Although thoracentesis is usually performed on the basis of findings on plain radiography, CT is more sensitive than plain films in detecting very small effusions and can readily assess the extent, number, and location of loculated pleural effusions. Loculated lesions can appear vague on plain films. In the distinct anatomic relationships shown on cross-sectional CT views, free-flowing pleural fluid will form a sickle shape in the most dependent regions (see Fig. 9-4), whereas loculated fluid collections will remain lenticular and relatively fixed in space. In addition, CT can be used to assess pleural thickening, irregularities, and masses that are suggestive of malignancy and other diseases that result in exudative effusions. With intravenous contrast dye, CT differentiates lung parenchymal disease, such as a lung abscess. Pulmonary emboli can also be detected with the use of intravenous contrast enhancement. CT is also useful in identifying mediastinal pathology and in differentiating ascites from loculated subpulmonic pleural fluid.

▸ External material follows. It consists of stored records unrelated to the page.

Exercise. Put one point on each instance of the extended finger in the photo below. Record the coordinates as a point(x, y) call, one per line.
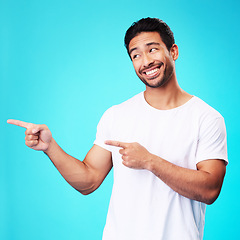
point(18, 123)
point(31, 143)
point(34, 129)
point(116, 143)
point(31, 137)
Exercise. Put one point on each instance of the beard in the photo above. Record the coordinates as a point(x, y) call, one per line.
point(167, 73)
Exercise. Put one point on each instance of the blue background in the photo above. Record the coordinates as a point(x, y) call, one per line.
point(63, 63)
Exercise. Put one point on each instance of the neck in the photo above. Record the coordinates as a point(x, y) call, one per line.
point(168, 96)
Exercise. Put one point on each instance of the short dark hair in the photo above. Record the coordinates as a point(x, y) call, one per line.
point(150, 25)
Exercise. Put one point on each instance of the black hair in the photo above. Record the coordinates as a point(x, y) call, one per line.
point(150, 25)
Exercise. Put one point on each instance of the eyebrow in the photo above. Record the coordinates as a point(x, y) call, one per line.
point(148, 44)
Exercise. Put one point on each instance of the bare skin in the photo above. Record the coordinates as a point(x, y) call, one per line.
point(85, 176)
point(155, 66)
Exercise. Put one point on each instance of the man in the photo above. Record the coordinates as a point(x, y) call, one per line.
point(168, 149)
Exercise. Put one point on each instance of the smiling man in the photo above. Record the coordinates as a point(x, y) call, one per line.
point(167, 148)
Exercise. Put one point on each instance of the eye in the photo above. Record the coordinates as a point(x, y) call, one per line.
point(135, 56)
point(153, 49)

There are definite advantages to using US for assessment of pleural effusions as well. In particular, it is easy and noninvasive and can be performed at the bedside. US is superior to chest radiographs in diagnosing effusions14–16 and can detect effusions as small as 5 mL.17 Although some details can be seen only with CT, US can identify fluid loculations, separate fluid from pleural thickening, and distinguish solid from fluid pleural lesions. US can also be used to identify both pulmonic and abdominal causes of the pleural effusion (Fig. 9-9). Furthermore, US is a useful bedside tool when performing thoracentesis because it allows rapid identification of both the diaphragmatic location and the intercostal level that correlates with the superior margin of the effusion.


There are no absolute contraindications to thoracentesis. Recent studies indicate that if performed under real-time US guidance, thoracentesis is safe despite abnormal coagulation parameters.18 Closely watch all patients with coagulation abnormalities, including those with renal failure, for signs of bleeding after the procedure. Avoid skin puncture through a site of cellulitis or herpes zoster by choosing an alternative insertion site or patient position. Use real-time US guidance when performing thoracentesis on patients who are undergoing mechanical or manual ventilation because the positive pressure associated with mechanical ventilation may place the patient at increased risk for the development of a pneumothorax.